Part of the reason this song is so resonant, even today, is its message of unwavering friendship. It never mentions the word "love," even if it is to a "silvergirl," so it is not necessarily a "love song" in the usual sense.
And while there are mountains of love songs, there are very few songs about friendships: "Thank You for Being a Friend" (written by Andrew Gold decades before it became the Golden Girls theme song)... "Friendship" from the musical Anything Goes... and the now-obscure "You're a Friend of Mine," a duet between Jackson Browne and Clarence Clemmons (yes, Springsteen's late saxophonist).
At the level of "Bridge" are Carole King's "You've Got a Friend," Ben E. King's "Stand By Me," Bill Withers' "Lean on Me," and Peter Gabriel's "Don't Give Up." A song that should be as well known is Shawn Colvin's "Climb On (a Back That's Strong), and then there is Randy Newman's "You Got a Friend in Me." Still, compared to the endless supply of love songs, that's barely an album's worth of material.
One thing that many of these songs share is a religious, even Gospel, feeling. "Bridge," which Simon often performs with Gospel groups doing harmony, is definitely influenced by Gospel music, as is the turn of phrase "lay me down." "Stand" and "Lean" are pretty much Gospel songs as they are. And Carole King explained that her song was what she hoped God would sing to her. There is something holy about friendships that "Bridge" really gets.
Simon was listening to a great deal of Gospel music around this time. A line sung by Rev. Claude Jeter (later heard on "Take Me to the Mardi Gras") struck Simon. The song was "Mary, Don't You Weep," and Jeter sang, "I'll be your bridge over deep water if you trust in My Name." So that's where the "bridge over... water" comes from.
Another thing the songs have in common is straight-forward language. A bridge spanning turbulent waters is a powerful image, but Simon presents it in very simple words. This is not "a still-life watercolor of a hour-late afternoon." It's a bridge, as elegant as one in a Monet, yet as magnificent as the Golden Gate. And the water is "troubled," a very emotional idea.
The lyrics here are almost too simple. Simon uncharacteristically uses cliched expressions like "down and out," "on the street," "I'm on your side," and "when times get rough." It's a shame, because right next to these, Simon presents turns of phrase that are just as basic in their word choice, yet more innovative-- "feeling small" (a size, not an emotion), "when evening falls so hard (a pun, yet a poignant one)-- that have just as much emotional impact. More, in fact, for being new.
For some reason, these friendship songs tend to be about supporting friends in bad times, not celebrating good ones together. "Bridge" is very much a song of support--what else is a "bridge" but something that supports you until you reach the other side of an obstacle?
The third verse-- when the other instruments join the piano-- is about that other side.

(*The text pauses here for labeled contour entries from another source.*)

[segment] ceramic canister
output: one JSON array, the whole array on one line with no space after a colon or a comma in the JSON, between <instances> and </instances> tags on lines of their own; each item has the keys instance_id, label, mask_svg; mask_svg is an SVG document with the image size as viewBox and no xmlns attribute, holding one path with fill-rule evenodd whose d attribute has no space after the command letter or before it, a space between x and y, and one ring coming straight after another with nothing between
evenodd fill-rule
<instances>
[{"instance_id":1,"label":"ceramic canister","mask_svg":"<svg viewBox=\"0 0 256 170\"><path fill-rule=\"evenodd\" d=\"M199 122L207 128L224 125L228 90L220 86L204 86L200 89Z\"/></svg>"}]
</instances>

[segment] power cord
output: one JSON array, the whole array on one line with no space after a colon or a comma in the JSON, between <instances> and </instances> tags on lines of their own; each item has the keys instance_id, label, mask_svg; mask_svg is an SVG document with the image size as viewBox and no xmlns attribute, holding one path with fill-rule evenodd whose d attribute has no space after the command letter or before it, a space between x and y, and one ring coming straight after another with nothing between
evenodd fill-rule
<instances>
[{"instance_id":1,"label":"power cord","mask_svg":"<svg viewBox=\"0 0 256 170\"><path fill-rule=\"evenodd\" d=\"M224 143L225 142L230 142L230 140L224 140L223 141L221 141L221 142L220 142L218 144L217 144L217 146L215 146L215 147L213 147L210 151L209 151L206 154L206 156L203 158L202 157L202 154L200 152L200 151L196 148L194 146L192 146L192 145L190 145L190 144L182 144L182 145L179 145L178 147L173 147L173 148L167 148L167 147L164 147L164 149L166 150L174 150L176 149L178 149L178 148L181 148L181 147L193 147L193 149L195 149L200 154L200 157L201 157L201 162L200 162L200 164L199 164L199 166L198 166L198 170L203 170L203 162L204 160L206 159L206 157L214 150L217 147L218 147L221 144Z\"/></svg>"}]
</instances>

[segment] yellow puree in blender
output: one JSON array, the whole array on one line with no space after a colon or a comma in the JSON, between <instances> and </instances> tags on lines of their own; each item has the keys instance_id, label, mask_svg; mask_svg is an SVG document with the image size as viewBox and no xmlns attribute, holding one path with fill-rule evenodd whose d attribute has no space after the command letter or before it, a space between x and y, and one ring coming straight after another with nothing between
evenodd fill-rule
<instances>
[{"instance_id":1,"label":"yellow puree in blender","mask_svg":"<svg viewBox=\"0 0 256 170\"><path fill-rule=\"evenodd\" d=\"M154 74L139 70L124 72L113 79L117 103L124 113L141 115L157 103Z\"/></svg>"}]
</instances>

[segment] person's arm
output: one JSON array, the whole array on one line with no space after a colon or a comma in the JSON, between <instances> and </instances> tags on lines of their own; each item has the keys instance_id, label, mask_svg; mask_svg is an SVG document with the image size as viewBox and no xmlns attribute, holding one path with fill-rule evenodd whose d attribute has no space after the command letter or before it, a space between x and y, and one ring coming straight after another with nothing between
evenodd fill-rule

It is time for the beleaguered friend "to shine," like "silver"... and so will her "dreams." Since she will be shining in the spotlight, he won't be standing beside her and sharing it, but positioned "behind," still in support mode.
One irony of the song is that it is almost entirely performed by Garfunkel, and it is (aside from "Emily") his most beautiful performance. For one member of a duo to sing a song by the other is as image of support as powerful as the central one in this piece; imagine a song about friendship called "I Will Always Sing Your Song." Yet Simon and Garfunkel have one of the most infamously contentious friendships in all of celebrity-dom.
Among his best, most-acclaimed songs, "Sounds of Silence," "Mrs. Robinson," and "Call Me Al," show a sophisiciated, cynical side of Simon, and even "Scarborough Fair" has a hidden sarcasm, as we have seen. "The Boxer," which we are yet to discuss, is about dealing with adversity, and "Homeward Bound" and "Graceland" are about a longing that may prove unfulfilled. Of all the songs vying for the position of Simon's magnum opus, only "Bridge" has a message of pure hope.
Once, on Saturday Night Live, Simon jokingly discussed his image of being "Mr. Alienation." But how could anyone think of him in those terms while remembering that he wrote this, the greatest ode to friendship?
"Bridge" remains one of the most important songs in all of popular music, perhaps in all of music history. It is one of the few songs receiving many millions of airplays. It is one of the most covered songs in music history, with versions by everyone from Elvis to Aretha.
The song and its album won six Grammys. The album as a whole won Album of the Year and Grammys for its arrangements--shared by S&G and others-- and engineering. The song won Record of the Year (to Simon and Garfunkel, for their performing and producing it), and both "Contemporary Pop Song" and just plain Song of the Year (to Simon, for writing it). The song is also in the Grammy Hall of Fame.
Moreover, the song is now a cultural landmark. Simon has performed "Bridge" at times of healing from national crisis. More recently, it was performed to raise money for relief from the Haiti earthquake.